With the new Woodland High School located approximately 3 road miles from it’s current location, there would need to be a fourth drop-off/pick-up location.    Given the lengths of the school day, the amount of standing time involved in pickup at each location, and the travel distance, this model has been ruled out as unfeasible.    It would not work well in terms of school bell schedules.  It would also require many students to remain on the school bus for up to an additional half-hour.  Making the ride for students who live in areas like Cougar almost two hours in length.



2)   A “Hub” model, where students transfer buses from a central hub and are transported to their host schools.
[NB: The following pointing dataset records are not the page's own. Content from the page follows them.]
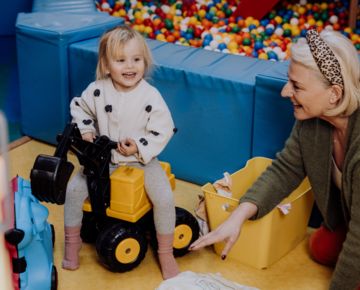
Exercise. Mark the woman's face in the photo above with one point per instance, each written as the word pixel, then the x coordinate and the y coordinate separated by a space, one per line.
pixel 309 96
pixel 128 68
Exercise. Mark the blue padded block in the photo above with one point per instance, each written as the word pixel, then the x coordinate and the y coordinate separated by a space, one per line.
pixel 42 47
pixel 210 96
pixel 73 6
pixel 8 13
pixel 273 115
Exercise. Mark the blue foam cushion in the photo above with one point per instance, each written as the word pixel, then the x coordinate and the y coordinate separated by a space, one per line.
pixel 73 6
pixel 42 50
pixel 273 115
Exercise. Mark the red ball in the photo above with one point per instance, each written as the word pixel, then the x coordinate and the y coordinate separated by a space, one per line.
pixel 325 245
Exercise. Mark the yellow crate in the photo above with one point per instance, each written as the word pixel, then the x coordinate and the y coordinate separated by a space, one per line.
pixel 264 241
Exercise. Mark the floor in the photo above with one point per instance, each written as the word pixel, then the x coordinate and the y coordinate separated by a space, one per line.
pixel 294 271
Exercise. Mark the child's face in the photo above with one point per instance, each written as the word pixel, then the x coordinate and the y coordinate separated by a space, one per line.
pixel 127 69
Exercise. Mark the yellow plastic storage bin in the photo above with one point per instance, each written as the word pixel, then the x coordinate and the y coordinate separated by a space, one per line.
pixel 264 241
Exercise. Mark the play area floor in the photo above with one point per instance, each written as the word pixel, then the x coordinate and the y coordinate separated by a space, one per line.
pixel 294 271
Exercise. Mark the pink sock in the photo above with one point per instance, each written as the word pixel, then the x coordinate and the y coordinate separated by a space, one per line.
pixel 169 267
pixel 72 248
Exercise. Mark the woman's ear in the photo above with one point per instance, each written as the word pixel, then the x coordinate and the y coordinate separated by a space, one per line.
pixel 336 93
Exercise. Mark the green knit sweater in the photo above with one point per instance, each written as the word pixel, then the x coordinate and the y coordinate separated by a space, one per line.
pixel 308 152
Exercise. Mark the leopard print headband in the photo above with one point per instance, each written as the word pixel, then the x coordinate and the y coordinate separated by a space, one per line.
pixel 324 57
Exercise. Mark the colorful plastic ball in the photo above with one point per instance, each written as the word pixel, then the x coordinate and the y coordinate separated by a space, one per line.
pixel 222 46
pixel 263 55
pixel 272 55
pixel 258 45
pixel 246 41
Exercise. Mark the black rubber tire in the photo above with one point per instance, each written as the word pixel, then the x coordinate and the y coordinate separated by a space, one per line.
pixel 54 278
pixel 109 239
pixel 183 217
pixel 89 230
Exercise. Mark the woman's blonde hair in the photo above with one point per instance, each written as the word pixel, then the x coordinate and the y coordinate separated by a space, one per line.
pixel 111 44
pixel 347 56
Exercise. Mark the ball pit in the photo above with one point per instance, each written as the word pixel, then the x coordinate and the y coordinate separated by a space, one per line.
pixel 215 24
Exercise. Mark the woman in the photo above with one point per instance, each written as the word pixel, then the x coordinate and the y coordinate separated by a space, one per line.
pixel 324 145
This model was originally considered as the “Most favored” option.   The idea was that students would, in the morning, be transported from their home to the new Woodland High School.  They would then be “shuttled” to the school that they attend.  In many cases, this would require students to transfer from one bus to another for the shuttle.   When the model was examined it was very difficult for the shuttles to make it between the WMS and the new WHS and still maintain the bell schedules.  Additionally, it would require increased supervisory staffing for managing for the transition of students, particularly of primary age, at the hub.  Students, particularly in outlying areas, would potentially have a longer ride to and from school.    Following examination of this model, we decided to explore a third model that proves to be the most efficient, cost-effective and supportive of students, in terms of time on the school bus.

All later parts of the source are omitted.